Ci si domandava se sarebbe stato un provvedimento definitivo, oppure se, come si vede accadere troppo spesso anche per i campi rom, sarebbe spuntato un nuovo insediamento poco distante. Come previsto, prurtroppo, si verifica sistematicamente la seconda ipotesi.

Quel che però aveva destato attenzione, era la dichiarazione di un’attivista No Border di circa 30anni, che avrebbe denunciato alla polizia di essere stata violentata per oltre un’ora da un migrante Senegalese, mentre si trovava nella doccia allestita al campo.
Per un mese avrebbe tenuto nascosta la violenza per non danneggiare altri migranti ed evitare scandali, convinta dalle richieste degli altri No borders.
La donna ha spiegato che la sera della violenza, un sabato in cui era in corso una festa, ha gridato, ma nessuno l’ha sentita, per il volume alto della musica. E ha dichiarato di essersi decisa a denunciare l’accaduto ai poliziotti del commissariato di Ventimiglia su consiglio di un conoscente. L’autore della violenza, intanto, avrebbe lasciato la città di frontiera.
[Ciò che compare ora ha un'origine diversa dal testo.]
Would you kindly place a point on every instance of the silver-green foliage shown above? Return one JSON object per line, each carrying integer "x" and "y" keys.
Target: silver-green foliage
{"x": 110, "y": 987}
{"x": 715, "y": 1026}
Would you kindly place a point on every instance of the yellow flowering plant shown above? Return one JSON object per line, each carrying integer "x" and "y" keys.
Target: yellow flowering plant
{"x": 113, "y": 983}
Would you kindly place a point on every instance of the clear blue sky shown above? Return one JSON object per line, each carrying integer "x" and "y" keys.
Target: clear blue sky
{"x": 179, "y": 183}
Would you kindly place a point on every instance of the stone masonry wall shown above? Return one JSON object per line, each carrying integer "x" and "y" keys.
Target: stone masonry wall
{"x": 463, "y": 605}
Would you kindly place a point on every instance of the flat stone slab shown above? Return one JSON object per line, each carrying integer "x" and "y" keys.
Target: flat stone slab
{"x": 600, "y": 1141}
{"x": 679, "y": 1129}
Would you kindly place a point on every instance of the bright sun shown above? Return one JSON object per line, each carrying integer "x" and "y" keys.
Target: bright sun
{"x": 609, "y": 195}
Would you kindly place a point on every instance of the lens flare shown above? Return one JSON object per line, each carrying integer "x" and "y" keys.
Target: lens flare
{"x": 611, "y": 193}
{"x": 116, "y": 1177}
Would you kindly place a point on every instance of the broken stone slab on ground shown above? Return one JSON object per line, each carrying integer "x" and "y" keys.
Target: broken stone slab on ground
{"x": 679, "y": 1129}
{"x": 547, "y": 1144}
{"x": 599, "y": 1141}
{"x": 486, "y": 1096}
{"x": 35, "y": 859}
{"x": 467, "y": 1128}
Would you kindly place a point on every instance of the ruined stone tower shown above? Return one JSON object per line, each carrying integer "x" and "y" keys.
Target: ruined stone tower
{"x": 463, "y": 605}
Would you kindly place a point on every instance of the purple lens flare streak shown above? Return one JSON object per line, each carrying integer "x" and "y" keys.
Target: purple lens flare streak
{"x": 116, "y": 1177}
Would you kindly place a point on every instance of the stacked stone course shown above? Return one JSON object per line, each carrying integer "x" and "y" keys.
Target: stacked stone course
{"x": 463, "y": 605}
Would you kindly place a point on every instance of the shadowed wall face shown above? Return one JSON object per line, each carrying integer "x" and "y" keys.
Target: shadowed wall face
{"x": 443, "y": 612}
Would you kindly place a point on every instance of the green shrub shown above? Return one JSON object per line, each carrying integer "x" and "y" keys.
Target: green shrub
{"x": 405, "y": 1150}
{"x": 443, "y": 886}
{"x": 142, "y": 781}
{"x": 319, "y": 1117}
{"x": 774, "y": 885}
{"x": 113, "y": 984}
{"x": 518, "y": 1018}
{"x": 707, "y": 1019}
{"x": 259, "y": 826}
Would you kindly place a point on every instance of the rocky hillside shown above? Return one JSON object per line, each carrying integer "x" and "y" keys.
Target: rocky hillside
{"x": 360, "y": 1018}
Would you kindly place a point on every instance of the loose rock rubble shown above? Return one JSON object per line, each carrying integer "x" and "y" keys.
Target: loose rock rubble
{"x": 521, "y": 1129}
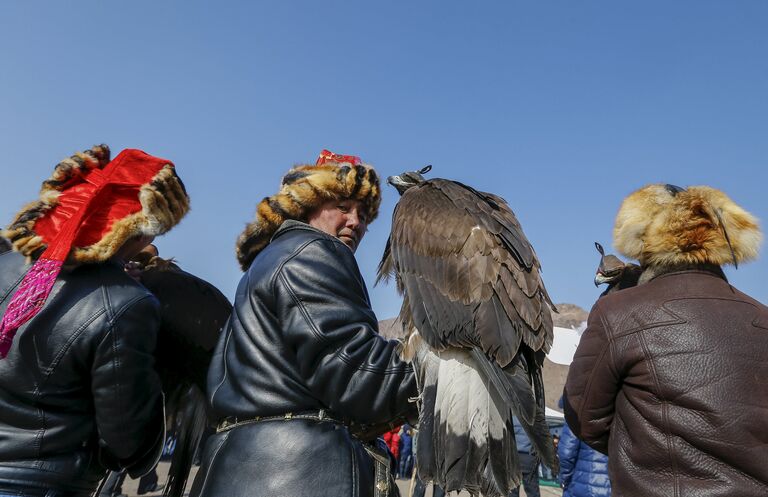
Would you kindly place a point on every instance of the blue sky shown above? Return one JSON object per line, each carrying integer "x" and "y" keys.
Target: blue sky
{"x": 561, "y": 107}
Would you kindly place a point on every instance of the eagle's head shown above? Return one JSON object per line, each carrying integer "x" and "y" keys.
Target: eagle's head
{"x": 408, "y": 179}
{"x": 610, "y": 268}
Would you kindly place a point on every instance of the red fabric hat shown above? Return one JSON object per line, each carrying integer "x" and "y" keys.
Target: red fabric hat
{"x": 87, "y": 210}
{"x": 326, "y": 156}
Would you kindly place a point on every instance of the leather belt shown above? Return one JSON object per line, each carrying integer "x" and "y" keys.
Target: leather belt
{"x": 317, "y": 415}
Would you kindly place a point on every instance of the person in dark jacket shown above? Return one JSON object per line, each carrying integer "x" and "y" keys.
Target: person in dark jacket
{"x": 301, "y": 380}
{"x": 583, "y": 470}
{"x": 78, "y": 390}
{"x": 669, "y": 377}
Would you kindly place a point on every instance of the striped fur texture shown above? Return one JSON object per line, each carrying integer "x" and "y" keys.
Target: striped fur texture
{"x": 164, "y": 202}
{"x": 303, "y": 189}
{"x": 663, "y": 225}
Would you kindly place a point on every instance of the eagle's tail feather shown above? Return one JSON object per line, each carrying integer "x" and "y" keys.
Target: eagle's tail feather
{"x": 525, "y": 397}
{"x": 512, "y": 383}
{"x": 427, "y": 365}
{"x": 472, "y": 443}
Gli altri del gruppo però smentiscono, dichiarando che la vittima in realtà era stata da loro allontanata e che non era un attivista, ma una senzatetto che si era aggregata…

I residenti della zona hanno inviato numerosi esposti per il degrado che si vive nella zona della pineta attigua ai Balzi Rossi, la musica e il baccano nelle ore notturne. Mentre i commercianti del confine lamentano che i francesi che, oltrepassando l’ex frontiera, possono acquistare tabacchi e liquori a prezzi decisamente inferiori a quelli in territorio francese, avrebbero ridotto i loro acquisti in Italia, negli ultimi tempi, proprio per il timore generato dalla presenza dei No Borders.
Quasi non si capisce se l’emergenza sia essere più quella degli attivisti che manifestano, che non quella dei migranti!